Without a sample of the new worm that an Iranian official says attacked the country's computers, it's impossible to verify his claims, a security researcher said Monday.
Kevin Haley, the director of Symantec's security response group, said that his team has not found an example of the worm, dubbed "Stars" by the Iranian military commander responsible for investigating Stuxnet, the sophisticated malware that attacked the country's uranium enrichment facilities beginning in June 2009.

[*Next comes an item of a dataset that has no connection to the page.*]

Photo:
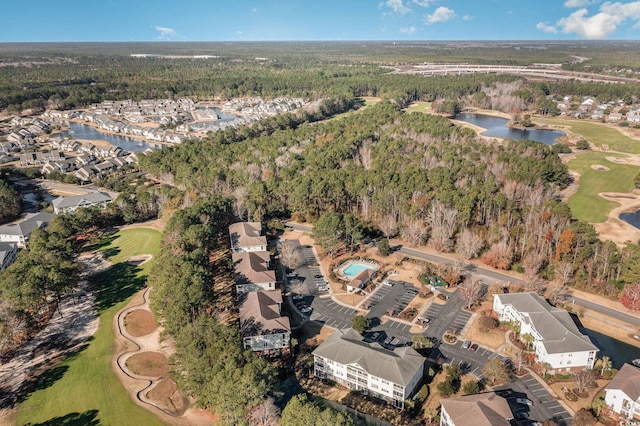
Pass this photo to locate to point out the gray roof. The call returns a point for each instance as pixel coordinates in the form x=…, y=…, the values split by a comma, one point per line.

"Generally, samples [of malware] do get traded among security vendors," said Haley, explaining that when one antivirus company lacks malware it wants to analyze, it asks other firms to share their samples. "[Iran'] makes this a little more difficult, because we have no direct relationships there," added Haley. "But perhaps someone else does."
Although Symantec has asked researchers in other companies if they have a sample, as of late Monday it has not been able to acquire one.
No other security vendor has stepped forward to say it has a copy of Stars.
Security experts need the malware to corroborate claims by Brigadier Gen. Gholam Reza Jalali, the head of Iran's Passive Defense Organization, the military unit that defends the country's nuclear program.
On Monday, Jalali told Iran's Mehr News Agency that the Stars worm had been detected and thwarted, but provided no information on its function or targets, or when it was discovered.
Jalali's claim came just a week after he blamed Siemens for helping U.S. and Israeli teams create Stuxnet.
Stuxnet, which targeted industrial control systems manufactured by Siemens, has been called a "groundbreaking" piece of malware because it used multiple "zero-day" vulnerabilities, hid while it wreaked havoc on Iran's uranium enrichment hardware, and required enormous resources to create.
It's possible that Stars was not a targeted attack aimed at Iran, but simply part of a more traditional broad-based assault, said Haley.
"It could be a mass attack that got through their defenses," he said. "That could have raised the alarm. They're already paranoid about attacks."
Symantec sees millions of threats every day, the vast majority of which are not targeted, Haley said.
If that's the case, trying to identify Stars would be impossible. "In the case of Stuxnet, we actually had samples, we just didn't understand the significance of the threat until later," Haley said. "Finding [Stars] in our database would be like finding a needle in a haystack" without more information from Iran.
"And even if we found something, we wouldn't know if it was the one they're talking about," said Haley.
Other antivirus vendors, including Helsinki-based F-Secure and U.K. securitycompany Sophos, also acknowledged that they could not verify Iran's claims.
"We can't tie this case to any particular sample we might already have," admitted Mikko Hypponen, F-Secure's chief research officer, in a blog post Monday. "We don't know if Iran[ian] officials have just found some ordinary Windows worm and announced it to be a cyber war attack."
Graham Cluley, a senior security technology consultant at Sophos, also said his company had not been able to identify the malware.